Training a model

After creating the enviroment the user can simply import the file and initialize the enviroment with the Gym function make. After the enviroment is initialized the user can train any kind of model with any RL algorithm using the Gym env. In the Python script the user also needs to initialize the ROS node and can add any commands as neeeded. An example script is shown below:

from kobuki_maze_rl.task_env import kobuki_maze
from frobs_rl.common import ros_gazebo
import gym
import rospy

if __name__ == '__main__':
    # Kill all processes related to previous runs
    ros_node.ros_kill_all_processes()

    # Launch Gazebo
    ros_gazebo.launch_Gazebo(paused=True, gui=False)

    # Start node
    rospy.logwarn("Start")
    rospy.init_node('kobuki_maze_train')

    # Launch the task environment
    env = gym.make('KobukiMazeEnv-v0')

Note that the string input of the Gym make function is the ID of the env used when registering it.

FRobs_RL Env Wrappers

To change some properties of the enviroments without changing the class env code the user can use Gym Wrappers. These wrappers are used to change properties like the observation or action space of the enviroment without the need to change them directly in the class. This is useful when the user might want to normalize the observation or action space (to change the speed of learning) or when the user want to specify a limit of steps per episode. In FRobs_RL the previous wrappers are already included with the names:

  • NormalizeActionWrapper

  • NormalizeObservWrapper

  • TimeLimitWrapper

To use them the user only needs to import them from the library and pass the initialized enviroment.

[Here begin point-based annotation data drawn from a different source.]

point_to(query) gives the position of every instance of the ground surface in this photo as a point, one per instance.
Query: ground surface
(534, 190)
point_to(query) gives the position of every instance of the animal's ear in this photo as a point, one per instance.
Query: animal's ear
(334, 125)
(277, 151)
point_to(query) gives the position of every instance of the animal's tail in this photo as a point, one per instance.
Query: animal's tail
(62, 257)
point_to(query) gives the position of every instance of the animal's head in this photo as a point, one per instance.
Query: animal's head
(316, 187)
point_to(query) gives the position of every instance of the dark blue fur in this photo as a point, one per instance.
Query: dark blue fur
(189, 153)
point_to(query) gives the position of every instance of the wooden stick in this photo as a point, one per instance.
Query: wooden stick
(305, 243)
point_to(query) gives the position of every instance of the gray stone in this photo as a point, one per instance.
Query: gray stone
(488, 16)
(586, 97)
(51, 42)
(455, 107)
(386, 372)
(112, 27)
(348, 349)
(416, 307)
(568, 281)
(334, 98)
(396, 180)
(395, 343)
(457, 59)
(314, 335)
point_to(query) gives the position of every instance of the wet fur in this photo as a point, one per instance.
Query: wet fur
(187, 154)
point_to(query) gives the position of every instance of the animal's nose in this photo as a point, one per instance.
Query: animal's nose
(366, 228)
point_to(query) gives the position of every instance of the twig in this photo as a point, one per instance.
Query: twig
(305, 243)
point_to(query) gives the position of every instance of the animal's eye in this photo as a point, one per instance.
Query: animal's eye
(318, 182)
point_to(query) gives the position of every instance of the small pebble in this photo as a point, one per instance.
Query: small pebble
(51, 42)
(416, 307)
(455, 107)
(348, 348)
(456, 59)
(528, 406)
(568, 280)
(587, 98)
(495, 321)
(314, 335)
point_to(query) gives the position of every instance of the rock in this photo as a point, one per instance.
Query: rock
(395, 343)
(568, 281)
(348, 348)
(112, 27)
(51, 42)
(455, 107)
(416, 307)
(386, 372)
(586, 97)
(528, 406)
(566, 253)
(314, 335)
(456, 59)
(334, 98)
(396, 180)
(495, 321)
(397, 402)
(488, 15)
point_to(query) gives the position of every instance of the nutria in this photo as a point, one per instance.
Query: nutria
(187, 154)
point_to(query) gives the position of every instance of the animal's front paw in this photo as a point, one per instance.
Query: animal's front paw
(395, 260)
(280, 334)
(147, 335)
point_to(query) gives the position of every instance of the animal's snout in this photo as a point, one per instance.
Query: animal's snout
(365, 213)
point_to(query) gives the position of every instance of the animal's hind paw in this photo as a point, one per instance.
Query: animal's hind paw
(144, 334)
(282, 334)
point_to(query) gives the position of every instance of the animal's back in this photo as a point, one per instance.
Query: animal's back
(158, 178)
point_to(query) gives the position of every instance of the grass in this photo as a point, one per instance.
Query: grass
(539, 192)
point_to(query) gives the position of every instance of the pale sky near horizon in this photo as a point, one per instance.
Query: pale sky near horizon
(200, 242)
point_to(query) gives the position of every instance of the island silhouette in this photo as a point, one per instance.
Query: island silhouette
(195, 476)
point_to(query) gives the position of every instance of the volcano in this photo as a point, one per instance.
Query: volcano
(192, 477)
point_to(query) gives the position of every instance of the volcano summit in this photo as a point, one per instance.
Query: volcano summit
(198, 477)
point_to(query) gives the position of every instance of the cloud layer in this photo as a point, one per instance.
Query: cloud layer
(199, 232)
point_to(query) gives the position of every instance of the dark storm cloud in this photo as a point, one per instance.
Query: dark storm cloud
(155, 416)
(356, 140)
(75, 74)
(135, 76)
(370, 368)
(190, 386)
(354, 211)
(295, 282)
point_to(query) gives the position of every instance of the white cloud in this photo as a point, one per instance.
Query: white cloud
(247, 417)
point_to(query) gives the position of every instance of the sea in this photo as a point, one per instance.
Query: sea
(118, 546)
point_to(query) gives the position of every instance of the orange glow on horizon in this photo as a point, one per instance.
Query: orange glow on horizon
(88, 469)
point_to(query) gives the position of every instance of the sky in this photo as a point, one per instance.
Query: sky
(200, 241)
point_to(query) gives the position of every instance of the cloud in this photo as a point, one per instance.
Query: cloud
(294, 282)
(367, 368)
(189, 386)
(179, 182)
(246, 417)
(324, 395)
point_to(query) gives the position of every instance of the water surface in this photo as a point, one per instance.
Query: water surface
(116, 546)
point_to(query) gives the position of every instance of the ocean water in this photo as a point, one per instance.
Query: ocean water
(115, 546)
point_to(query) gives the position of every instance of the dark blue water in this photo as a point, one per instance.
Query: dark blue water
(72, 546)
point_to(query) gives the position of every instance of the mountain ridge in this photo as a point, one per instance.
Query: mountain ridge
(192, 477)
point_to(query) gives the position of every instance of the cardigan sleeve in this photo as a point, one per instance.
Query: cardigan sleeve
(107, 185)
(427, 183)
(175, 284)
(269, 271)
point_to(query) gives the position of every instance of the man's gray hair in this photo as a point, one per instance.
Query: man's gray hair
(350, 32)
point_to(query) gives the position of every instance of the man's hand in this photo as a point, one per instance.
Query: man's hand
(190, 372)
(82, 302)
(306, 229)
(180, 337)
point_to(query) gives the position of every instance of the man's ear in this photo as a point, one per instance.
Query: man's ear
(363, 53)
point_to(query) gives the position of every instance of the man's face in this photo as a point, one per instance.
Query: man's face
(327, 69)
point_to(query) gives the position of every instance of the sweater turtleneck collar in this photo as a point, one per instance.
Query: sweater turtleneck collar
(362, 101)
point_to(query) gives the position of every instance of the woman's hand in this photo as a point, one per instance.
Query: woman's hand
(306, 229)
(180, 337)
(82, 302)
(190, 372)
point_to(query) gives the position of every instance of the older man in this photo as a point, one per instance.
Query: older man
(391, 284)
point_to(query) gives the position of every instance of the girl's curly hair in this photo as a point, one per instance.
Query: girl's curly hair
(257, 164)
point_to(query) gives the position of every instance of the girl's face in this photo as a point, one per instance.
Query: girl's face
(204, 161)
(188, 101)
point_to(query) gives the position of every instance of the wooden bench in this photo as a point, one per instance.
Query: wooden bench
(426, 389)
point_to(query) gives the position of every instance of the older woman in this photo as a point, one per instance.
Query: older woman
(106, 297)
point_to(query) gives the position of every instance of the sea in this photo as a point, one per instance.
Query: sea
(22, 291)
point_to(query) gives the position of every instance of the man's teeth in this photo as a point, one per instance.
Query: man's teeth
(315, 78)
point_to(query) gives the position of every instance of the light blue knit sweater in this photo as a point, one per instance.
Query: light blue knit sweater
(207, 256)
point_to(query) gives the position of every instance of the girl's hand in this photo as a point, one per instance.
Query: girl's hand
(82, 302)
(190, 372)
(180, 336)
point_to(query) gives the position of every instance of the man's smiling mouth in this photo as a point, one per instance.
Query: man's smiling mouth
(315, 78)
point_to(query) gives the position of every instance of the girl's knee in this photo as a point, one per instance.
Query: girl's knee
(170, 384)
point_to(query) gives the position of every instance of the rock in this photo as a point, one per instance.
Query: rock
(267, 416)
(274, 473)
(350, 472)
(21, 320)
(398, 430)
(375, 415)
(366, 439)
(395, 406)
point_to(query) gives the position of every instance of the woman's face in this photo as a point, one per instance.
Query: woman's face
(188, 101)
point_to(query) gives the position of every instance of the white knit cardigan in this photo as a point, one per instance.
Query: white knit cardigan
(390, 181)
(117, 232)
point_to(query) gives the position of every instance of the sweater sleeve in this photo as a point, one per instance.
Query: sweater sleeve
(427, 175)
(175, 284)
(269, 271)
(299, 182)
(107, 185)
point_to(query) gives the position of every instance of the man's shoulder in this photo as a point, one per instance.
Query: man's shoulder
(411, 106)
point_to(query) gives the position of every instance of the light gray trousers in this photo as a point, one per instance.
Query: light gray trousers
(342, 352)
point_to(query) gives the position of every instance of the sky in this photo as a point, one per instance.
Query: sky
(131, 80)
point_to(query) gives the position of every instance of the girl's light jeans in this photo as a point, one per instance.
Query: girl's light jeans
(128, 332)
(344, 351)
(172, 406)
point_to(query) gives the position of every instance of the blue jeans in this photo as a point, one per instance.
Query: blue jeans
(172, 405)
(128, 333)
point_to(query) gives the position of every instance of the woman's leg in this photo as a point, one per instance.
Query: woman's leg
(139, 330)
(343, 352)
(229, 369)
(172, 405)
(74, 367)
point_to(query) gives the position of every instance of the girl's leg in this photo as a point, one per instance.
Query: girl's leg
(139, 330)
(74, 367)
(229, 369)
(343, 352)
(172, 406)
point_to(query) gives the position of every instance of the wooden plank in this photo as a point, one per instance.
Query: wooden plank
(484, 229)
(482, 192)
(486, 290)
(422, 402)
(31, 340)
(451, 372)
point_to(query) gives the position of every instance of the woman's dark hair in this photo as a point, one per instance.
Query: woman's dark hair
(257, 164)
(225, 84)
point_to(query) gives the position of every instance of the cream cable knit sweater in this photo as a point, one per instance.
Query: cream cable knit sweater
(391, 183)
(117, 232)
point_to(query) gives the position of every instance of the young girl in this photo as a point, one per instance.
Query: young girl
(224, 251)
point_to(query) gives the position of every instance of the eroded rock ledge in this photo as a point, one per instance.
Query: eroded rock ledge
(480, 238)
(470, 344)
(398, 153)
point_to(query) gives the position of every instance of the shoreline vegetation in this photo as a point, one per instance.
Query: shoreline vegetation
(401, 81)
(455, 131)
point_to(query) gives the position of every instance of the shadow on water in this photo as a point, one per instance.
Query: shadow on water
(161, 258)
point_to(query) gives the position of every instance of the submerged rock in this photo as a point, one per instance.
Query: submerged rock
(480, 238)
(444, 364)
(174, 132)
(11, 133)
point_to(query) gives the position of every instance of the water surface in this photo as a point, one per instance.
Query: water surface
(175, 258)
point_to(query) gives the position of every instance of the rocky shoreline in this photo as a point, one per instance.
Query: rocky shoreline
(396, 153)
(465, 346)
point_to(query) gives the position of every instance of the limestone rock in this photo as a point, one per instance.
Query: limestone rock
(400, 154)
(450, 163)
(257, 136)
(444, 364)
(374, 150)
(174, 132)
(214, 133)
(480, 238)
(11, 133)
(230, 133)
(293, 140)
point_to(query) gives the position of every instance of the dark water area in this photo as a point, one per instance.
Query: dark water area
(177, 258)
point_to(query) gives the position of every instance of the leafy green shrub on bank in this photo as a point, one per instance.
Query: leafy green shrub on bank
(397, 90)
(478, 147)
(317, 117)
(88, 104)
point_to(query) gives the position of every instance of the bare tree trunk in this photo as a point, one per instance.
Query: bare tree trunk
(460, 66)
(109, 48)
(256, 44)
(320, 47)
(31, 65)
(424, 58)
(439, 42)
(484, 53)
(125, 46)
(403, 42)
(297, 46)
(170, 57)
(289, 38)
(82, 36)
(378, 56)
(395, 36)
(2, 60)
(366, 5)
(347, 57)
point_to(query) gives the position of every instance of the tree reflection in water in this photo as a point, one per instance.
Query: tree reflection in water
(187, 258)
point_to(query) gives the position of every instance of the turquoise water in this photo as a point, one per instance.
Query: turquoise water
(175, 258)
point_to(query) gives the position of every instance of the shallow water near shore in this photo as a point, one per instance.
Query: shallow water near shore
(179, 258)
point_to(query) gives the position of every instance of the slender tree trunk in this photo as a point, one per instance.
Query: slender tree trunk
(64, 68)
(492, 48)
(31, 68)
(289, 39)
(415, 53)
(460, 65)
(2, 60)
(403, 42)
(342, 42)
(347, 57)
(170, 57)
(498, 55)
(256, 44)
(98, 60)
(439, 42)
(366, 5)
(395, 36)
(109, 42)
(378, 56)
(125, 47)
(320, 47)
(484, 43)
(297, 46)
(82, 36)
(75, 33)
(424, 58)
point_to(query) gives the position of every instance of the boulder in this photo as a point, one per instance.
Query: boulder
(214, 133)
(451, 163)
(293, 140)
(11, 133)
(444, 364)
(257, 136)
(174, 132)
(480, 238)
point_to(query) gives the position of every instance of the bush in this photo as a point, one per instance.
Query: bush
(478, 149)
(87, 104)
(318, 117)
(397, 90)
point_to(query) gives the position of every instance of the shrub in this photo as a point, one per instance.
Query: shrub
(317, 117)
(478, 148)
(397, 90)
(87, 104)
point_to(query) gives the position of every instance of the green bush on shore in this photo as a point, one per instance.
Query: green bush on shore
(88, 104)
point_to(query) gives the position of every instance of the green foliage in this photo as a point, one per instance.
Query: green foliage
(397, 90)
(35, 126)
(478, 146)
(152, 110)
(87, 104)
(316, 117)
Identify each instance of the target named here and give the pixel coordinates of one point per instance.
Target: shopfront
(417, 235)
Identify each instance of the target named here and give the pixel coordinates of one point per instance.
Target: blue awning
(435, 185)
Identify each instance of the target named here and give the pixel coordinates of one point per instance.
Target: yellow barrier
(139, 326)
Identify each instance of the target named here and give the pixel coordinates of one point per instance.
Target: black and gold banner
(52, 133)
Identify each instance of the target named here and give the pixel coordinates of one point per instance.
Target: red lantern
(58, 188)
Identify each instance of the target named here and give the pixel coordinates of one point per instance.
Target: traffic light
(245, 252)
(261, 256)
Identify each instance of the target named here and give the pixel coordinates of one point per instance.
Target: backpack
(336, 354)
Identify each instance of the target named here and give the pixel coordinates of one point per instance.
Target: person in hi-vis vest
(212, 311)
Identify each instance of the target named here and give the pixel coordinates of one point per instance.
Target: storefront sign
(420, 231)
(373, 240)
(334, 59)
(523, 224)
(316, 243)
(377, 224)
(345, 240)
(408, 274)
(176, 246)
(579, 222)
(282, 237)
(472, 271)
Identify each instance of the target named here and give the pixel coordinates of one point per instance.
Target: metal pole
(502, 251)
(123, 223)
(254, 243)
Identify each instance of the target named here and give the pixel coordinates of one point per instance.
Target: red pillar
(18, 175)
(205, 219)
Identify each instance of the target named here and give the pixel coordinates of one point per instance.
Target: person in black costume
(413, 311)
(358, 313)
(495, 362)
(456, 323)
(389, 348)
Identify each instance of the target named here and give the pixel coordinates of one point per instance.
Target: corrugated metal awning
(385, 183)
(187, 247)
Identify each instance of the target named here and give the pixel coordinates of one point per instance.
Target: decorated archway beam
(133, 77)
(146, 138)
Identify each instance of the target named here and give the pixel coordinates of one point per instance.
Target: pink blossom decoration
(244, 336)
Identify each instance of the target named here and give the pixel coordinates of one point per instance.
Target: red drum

An example where the three wrappers are used is shown below:

from kobuki_maze_rl.task_env import kobuki_maze
from frobs_rl.common import ros_gazebo
import gym
import rospy

from frobs_rl.wrappers.NormalizeActionWrapper import NormalizeActionWrapper
from frobs_rl.wrappers.TimeLimitWrapper import TimeLimitWrapper
from frobs_rl.wrappers.NormalizeObservWrapper import NormalizeObservWrapper

if __name__ == '__main__':
    # Kill all processes related to previous runs
    ros_node.ros_kill_all_processes()

    # Launch Gazebo
    ros_gazebo.launch_Gazebo(paused=True, gui=False)

    # Start node
    rospy.logwarn("Start")
    rospy.init_node('kobuki_maze_train')

    # Launch the task environment
    env = gym.make('KobukiMazeEnv-v0')

    #--- Normalize action space
    env = NormalizeActionWrapper(env)

    #--- Normalize observation space
    env = NormalizeObservWrapper(env)

    #--- Set max steps
    env = TimeLimitWrapper(env, max_steps=15000)
    env.reset()

Included RL models

In the next step the RL models included from stable-baselines3 in the FRobs_RL and how to use them is shown.

Enviroment Wrappers

class NormalizeActionWrapper.NormalizeActionWrapper(env)[source]

Wrapper to normalize the action space.

Parameters

env – (gym.Env) Gym environment that will be wrapped

rescale_action(scaled_action)[source]

Rescale the action from [-1, 1] to [low, high]

Parameters

scaled_action (np.ndarray) – The action to rescale.

Returns

The rescaled action.

Return type

np.ndarray

reset()[source]

Reset the environment

step(action)[source]
Parameters

action (floar or int) – Action taken by the agent

Returns

observation, reward, is the episode over, additional informations

Return type

(np.ndarray, float, bool, dict)

class NormalizeObservWrapper.NormalizeObservWrapper(env)[source]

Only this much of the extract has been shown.